Avec un registre de textes variés dont les objets vont de la fiction à l’agriculture, en passant par la philosophie, la bédé, la critique, la psychologie et la politique, le magazine est très rafraîchissant. Le travail d’édition est bon et les images collent bien malgré la publicité. Toutefois, vu le type de publication et le lectorat, je suis d’avis qu’une composition plus aérée des images et des boîtes-textes aurait été encore plus agréable. Enfin, chose à souligner, Nouveau Projet réussit à être un excellent magazine « grand publique »; on semble avoir eu soin de produire et de présenter des textes souvent intelligents qui ne finissent pas par être cryptiques ou trop spécialisés, ce qui aurait eu pour conséquence de le limiter à la séduction d’une kabbale de pugilistes académiques.

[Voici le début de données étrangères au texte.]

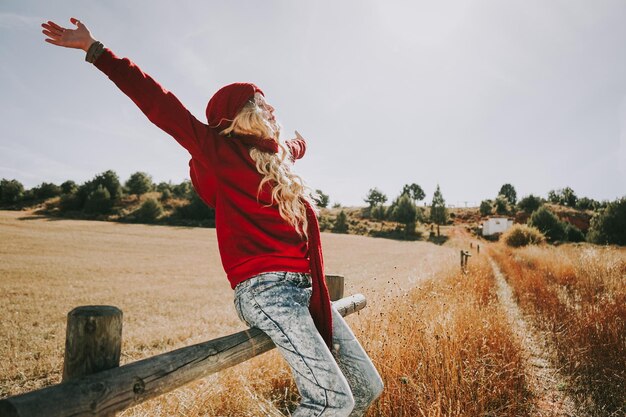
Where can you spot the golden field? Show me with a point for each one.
(442, 341)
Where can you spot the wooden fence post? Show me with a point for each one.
(93, 341)
(116, 389)
(335, 284)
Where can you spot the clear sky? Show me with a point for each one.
(466, 94)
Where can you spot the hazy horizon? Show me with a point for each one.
(465, 94)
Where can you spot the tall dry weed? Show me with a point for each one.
(578, 294)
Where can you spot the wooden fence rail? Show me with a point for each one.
(107, 392)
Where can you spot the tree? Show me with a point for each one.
(508, 191)
(554, 197)
(11, 191)
(609, 225)
(108, 180)
(197, 210)
(486, 207)
(548, 223)
(529, 203)
(568, 197)
(375, 197)
(149, 211)
(564, 196)
(341, 223)
(321, 199)
(585, 203)
(46, 190)
(414, 191)
(139, 183)
(405, 212)
(183, 190)
(438, 211)
(501, 204)
(379, 213)
(99, 201)
(69, 187)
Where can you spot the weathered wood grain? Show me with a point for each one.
(117, 389)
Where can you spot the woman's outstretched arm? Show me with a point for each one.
(159, 105)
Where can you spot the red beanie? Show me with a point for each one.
(228, 102)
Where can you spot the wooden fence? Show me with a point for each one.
(95, 385)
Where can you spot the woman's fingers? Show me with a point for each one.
(53, 41)
(55, 26)
(51, 31)
(50, 34)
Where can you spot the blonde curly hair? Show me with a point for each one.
(288, 190)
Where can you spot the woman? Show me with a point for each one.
(266, 226)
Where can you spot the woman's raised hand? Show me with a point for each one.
(79, 38)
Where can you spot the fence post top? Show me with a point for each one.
(96, 310)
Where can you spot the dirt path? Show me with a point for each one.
(544, 379)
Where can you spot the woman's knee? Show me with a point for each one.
(339, 404)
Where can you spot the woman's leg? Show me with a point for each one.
(365, 382)
(277, 304)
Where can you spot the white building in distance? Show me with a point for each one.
(495, 225)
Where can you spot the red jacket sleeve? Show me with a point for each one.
(159, 105)
(297, 148)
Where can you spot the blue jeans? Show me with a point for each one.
(341, 383)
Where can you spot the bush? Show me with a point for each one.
(321, 199)
(529, 203)
(46, 190)
(378, 212)
(69, 187)
(547, 222)
(501, 204)
(139, 183)
(149, 212)
(485, 207)
(341, 223)
(522, 235)
(166, 195)
(609, 225)
(573, 233)
(162, 186)
(183, 190)
(11, 191)
(405, 212)
(99, 201)
(586, 203)
(107, 180)
(70, 202)
(197, 210)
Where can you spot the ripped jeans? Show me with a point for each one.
(342, 383)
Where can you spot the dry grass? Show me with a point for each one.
(578, 294)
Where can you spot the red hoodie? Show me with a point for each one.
(252, 236)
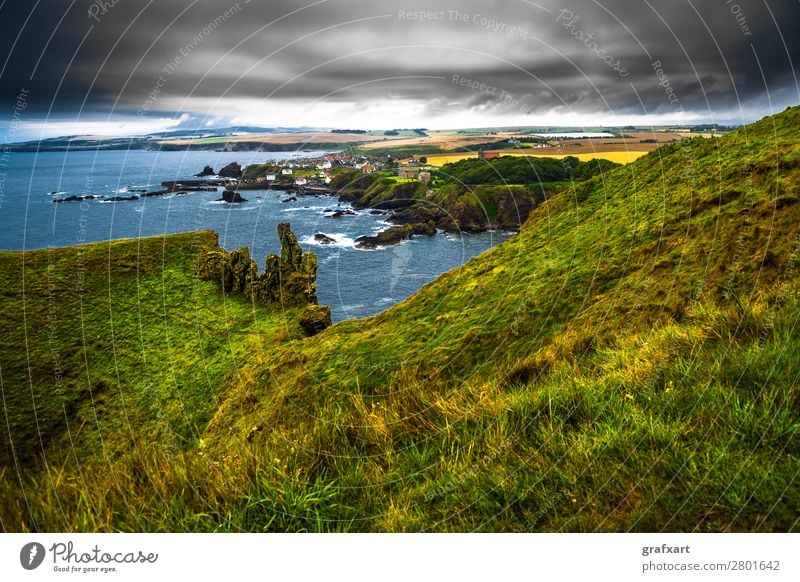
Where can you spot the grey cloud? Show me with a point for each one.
(712, 61)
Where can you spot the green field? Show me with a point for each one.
(628, 362)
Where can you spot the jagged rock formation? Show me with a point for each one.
(231, 196)
(391, 236)
(289, 280)
(232, 170)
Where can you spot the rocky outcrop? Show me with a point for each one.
(418, 213)
(77, 198)
(231, 196)
(289, 280)
(340, 213)
(324, 239)
(232, 170)
(425, 228)
(391, 236)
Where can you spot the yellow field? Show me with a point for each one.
(618, 157)
(442, 159)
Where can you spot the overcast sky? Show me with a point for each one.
(87, 67)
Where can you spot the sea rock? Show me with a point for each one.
(324, 239)
(340, 213)
(391, 236)
(232, 170)
(315, 318)
(78, 198)
(291, 252)
(231, 196)
(288, 280)
(122, 198)
(418, 213)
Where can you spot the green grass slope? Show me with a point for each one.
(629, 361)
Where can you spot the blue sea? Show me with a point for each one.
(355, 283)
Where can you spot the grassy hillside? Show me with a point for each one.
(629, 361)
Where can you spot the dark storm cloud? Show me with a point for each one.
(578, 55)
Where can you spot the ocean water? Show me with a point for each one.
(355, 283)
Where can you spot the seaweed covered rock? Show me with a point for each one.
(315, 318)
(426, 228)
(288, 280)
(232, 196)
(232, 170)
(391, 236)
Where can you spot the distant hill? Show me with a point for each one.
(628, 361)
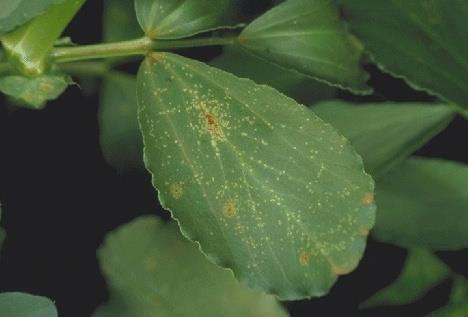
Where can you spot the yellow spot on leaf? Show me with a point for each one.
(177, 190)
(338, 270)
(367, 199)
(304, 258)
(230, 209)
(150, 264)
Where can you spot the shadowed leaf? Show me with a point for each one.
(265, 186)
(307, 36)
(152, 271)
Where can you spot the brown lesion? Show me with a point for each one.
(368, 199)
(339, 270)
(212, 122)
(230, 209)
(177, 190)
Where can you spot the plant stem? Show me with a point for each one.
(133, 47)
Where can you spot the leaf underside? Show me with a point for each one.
(307, 36)
(423, 203)
(385, 134)
(164, 19)
(14, 13)
(422, 271)
(152, 271)
(34, 92)
(263, 185)
(423, 41)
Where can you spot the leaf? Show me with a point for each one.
(17, 12)
(384, 134)
(422, 41)
(423, 203)
(15, 304)
(296, 85)
(34, 92)
(307, 35)
(263, 185)
(119, 21)
(162, 19)
(422, 271)
(120, 136)
(452, 310)
(28, 47)
(152, 271)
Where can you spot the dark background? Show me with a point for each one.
(60, 198)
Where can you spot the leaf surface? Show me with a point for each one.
(307, 35)
(385, 134)
(120, 136)
(423, 41)
(422, 271)
(17, 12)
(292, 83)
(162, 19)
(424, 203)
(13, 304)
(265, 186)
(152, 271)
(34, 92)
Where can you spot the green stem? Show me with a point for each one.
(133, 47)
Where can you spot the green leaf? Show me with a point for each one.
(296, 85)
(424, 42)
(164, 19)
(120, 136)
(422, 271)
(119, 21)
(34, 92)
(15, 304)
(385, 133)
(423, 203)
(263, 185)
(452, 310)
(2, 236)
(307, 35)
(28, 47)
(17, 12)
(152, 271)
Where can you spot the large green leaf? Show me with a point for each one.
(120, 137)
(422, 41)
(307, 35)
(296, 85)
(264, 185)
(2, 237)
(385, 133)
(152, 271)
(15, 304)
(16, 12)
(28, 47)
(422, 271)
(34, 92)
(119, 21)
(452, 310)
(424, 203)
(164, 19)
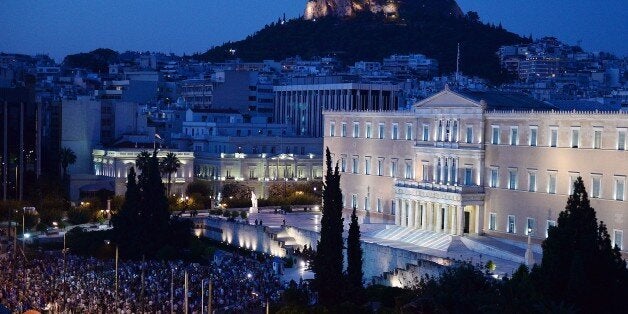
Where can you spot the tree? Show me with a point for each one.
(329, 258)
(169, 165)
(354, 255)
(579, 265)
(67, 157)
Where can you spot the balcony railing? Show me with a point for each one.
(431, 186)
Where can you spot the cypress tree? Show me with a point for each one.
(354, 255)
(328, 263)
(579, 266)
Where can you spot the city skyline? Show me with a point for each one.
(37, 27)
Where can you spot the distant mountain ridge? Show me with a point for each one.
(430, 27)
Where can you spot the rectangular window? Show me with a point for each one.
(550, 223)
(532, 181)
(534, 138)
(621, 139)
(618, 239)
(530, 226)
(596, 186)
(468, 176)
(597, 139)
(494, 183)
(511, 226)
(512, 179)
(393, 169)
(619, 188)
(514, 135)
(395, 132)
(553, 137)
(551, 183)
(469, 137)
(492, 221)
(575, 137)
(495, 137)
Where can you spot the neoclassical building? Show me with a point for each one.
(480, 163)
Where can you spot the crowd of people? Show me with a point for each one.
(239, 284)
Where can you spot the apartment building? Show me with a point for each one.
(480, 163)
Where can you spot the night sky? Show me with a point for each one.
(62, 27)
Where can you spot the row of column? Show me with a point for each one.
(430, 216)
(446, 170)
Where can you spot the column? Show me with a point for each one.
(461, 220)
(424, 215)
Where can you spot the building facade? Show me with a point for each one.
(475, 163)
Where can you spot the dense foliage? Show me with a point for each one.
(372, 37)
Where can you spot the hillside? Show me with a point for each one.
(373, 36)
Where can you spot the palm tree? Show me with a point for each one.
(67, 157)
(169, 165)
(142, 161)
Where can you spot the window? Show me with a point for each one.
(408, 172)
(510, 227)
(469, 138)
(597, 138)
(620, 183)
(468, 176)
(621, 139)
(532, 181)
(530, 226)
(494, 183)
(514, 135)
(575, 137)
(393, 168)
(551, 183)
(550, 223)
(553, 138)
(512, 179)
(618, 239)
(534, 138)
(596, 186)
(492, 221)
(495, 137)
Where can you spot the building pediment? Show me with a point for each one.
(448, 99)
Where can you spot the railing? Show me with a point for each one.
(431, 186)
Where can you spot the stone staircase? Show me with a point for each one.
(423, 238)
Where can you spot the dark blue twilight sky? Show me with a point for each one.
(60, 27)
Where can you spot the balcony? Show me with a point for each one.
(429, 186)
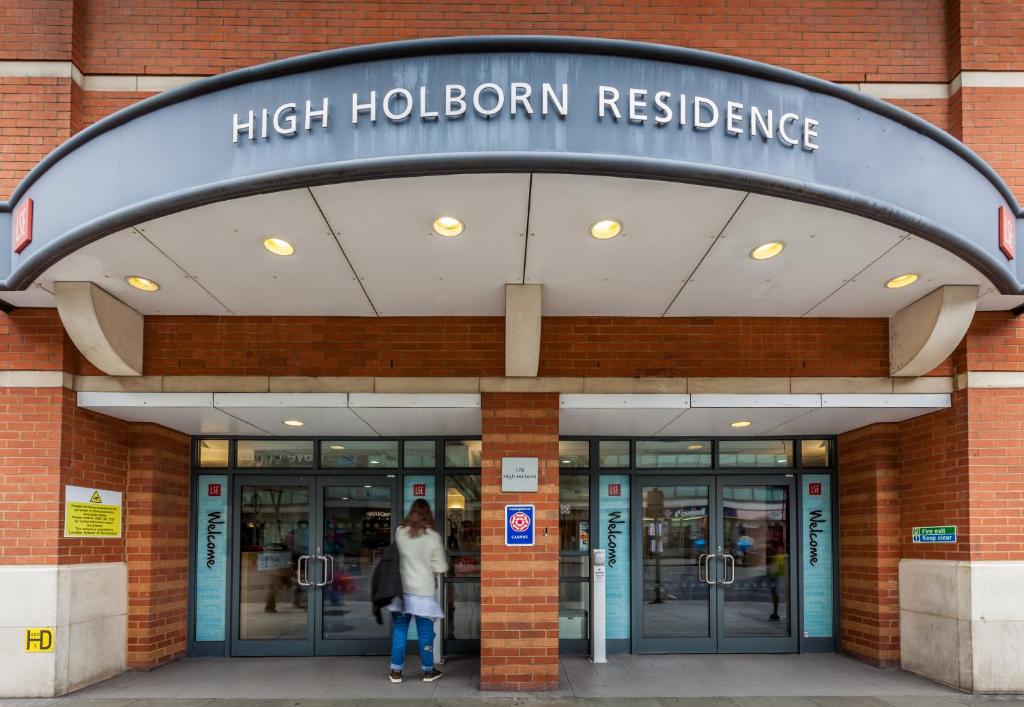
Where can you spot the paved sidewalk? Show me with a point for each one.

Cependant, le revers de ce dernier point est la mollesse de certains textes; on nous laisse parfois sur notre faim. Les citations à gogo, notamment celles des Marc Aurèle, Foucault, Jameson et al. en ouverture nous indiquent clairement que les éditeurs ratissent large et se réclament d’une longue lignée de commentateurs (pseudo) humanistes. Dans l’introduction, comme dans plusieurs textes, l’art de la citation est loin d’être maîtrisé: on cite pour croire et pour clore, et non pour ouvrir ou pour trahir. On trouve aussi d’occasionnelles formules vides sur la noirceur de notre époque, l’importance de se prendre en main, et celle, multipliée à souhait, de se raconter. Oprah, mentionnée quelque part, s’en réjouirait. Tout cela, bien sûr, dans le texte de Langelier qui introduit le numéro, mais aussi dans plusieurs des textes du dossier (Sur)vivre au 21e siècle. C’est dans ce dossier qu’on trouve les textes les plus lourds, particulièrement ceux de Maclure et Taylor qui sont froids et truffés de sentences laborieuses, de jugements hâtifs et de moralisme implicite. Les auteurs auraient gagné à élaborer un peu plus leurs opinions, et à délier leurs textes voilés d’étranges suppositions quant à l’engagement spirituel et à la quête de sens chez nos contemporains, et ce, quelque soit la difficulté d’aborder le thème de la spiritualité dans une telle revue.

On trouve aussi dans ce premier numéro des textes ludiques et réjouissants, je pense surtout à ceux de Caroline Allard, d’Alex Cruz et de Cyrill Gonzales, et au reportage de Laurent K. Blais. Le bédé-reportage de Jimmy Beaulieu et de Caroline Rodgers, ainsi que la section « Commentaires » au grand complet sont eux aussi très bien ficelés. On pourra espérer que les éditeurs s’inspireront de ces textes pour les prochains numéros, tout comme on souhaite déjà que le dossier (Sur)vivre au 21e siècle ne reflète qu’en apparence les objectifs éditoriaux de Langelier et Maclure, qui, somme toute, ne font que répéter, en guise de diagnostique sur notre « époque », qu’une une banale moralisation. Certes, les articles sont assez cohérents entre eux, mais, ironiquement, si le contenu des futurs numéros reproduit cette cohérence, non seulement Nouveau Projet s’enfermera-t-il dans un drôle de carcan, mais le magazine deviendra un simple collage de lieux communs – et les citations en ouverture en auront alors prophétisé le destin. Enfin, il faut le souligner à nouveau: malgré ses incertitudes quant au contenu, ce nouveau magazine est un très beau projet; encore une fois, c’est une initiative qu’il vaut la peine de célébrer.